Anastrozole (Arimidex)

Anastrozole, sold as Arimidex, is a non-steroidal aromatase inhibitor: a prescription breast-cancer drug that lowers the body’s estrogen by blocking the enzyme that makes it. It helps to be clear about what anastrozole is and isn’t. It is not an anabolic-androgenic steroid (a muscle-building hormone), not a SERM (a selective estrogen receptor modulator, like tamoxifen), and not a peptide. It has solid evidence from large trials in postmenopausal women with breast cancer — and a completely separate, off-label story of use by men who take it alongside anabolic steroids or testosterone to push estrogen down. This page is meant to inform and reduce harm. It contains no doses, cycles, stacks, or post-cycle protocols.

What it is

Anastrozole is a selective, non-steroidal (Type II), reversible/competitive aromatase inhibitor (AI) — meaning it gently and temporarily blocks one specific enzyme. That enzyme, aromatase (gene name CYP19A1), runs the last and slowest step that turns androgens (male-type hormones such as androstenedione and testosterone) into estrogens (estrone and estradiol). This happens out in tissues like fat, muscle, and liver. Block the enzyme, and estrogen levels in the blood drop.

After menopause, most of a woman’s estrogen comes from this conversion in the body’s tissues, so anastrozole brings estradiol (the main form of estrogen) down a lot — roughly 80 to 90 percent. At normal doses it does not noticeably interfere with the adrenal hormones (cortisol-type steroids or aldosterone, which help manage stress and fluid balance).

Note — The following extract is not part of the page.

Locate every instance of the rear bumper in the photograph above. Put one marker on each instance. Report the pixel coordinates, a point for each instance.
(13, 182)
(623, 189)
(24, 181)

Here is a key point for the non-medical side of things. In people who haven’t gone through menopause and in men, the body has a feedback loop — the hypothalamic-pituitary-gonadal (HPG) axis, the brain-to-gonad signaling chain that controls sex hormones. When estrogen falls, this loop fights back by releasing more gonadotropins (the brain signals that tell the gonads to ramp up), which softens the estrogen drop and pushes testosterone higher. That rebound is exactly why men misuse it (more on that below) — and it’s also why anastrozole doesn’t work well, and isn’t appropriate, as a standalone treatment in premenopausal women.

The claims

Medical use is clearly mapped out: treating HR+ breast cancer (a type that grows in response to hormones) in postmenopausal women, both as follow-up treatment after surgery and for advanced disease, plus preventive use in postmenopausal women at high risk. There’s also experimental off-label hormone use in certain children’s protocols for short stature or early puberty (for example, the GAIL study, which paired anastrozole with leuprorelin in girls maturing early) — but that is not an approved use.

Athletes and bodybuilders use anastrozole off-label, outside any medical setting, for a different reason. Taken alongside anabolic-androgenic steroids (AAS) or testosterone (TRT) that convert into estrogen, it’s used to push estrogen down and cut back on gynecomastia (male breast growth), water retention from high estrogen, and other high-estrogen side effects. In men it’s also used to raise the body’s own testosterone by lifting the estrogen “brake” on that brain-to-gonad feedback loop. USADA (the U.S. Anti-Doping Agency) says plainly that AIs get misused to “artificially keep androgen levels high” and to limit side effects like breast growth in men. This is unapproved use.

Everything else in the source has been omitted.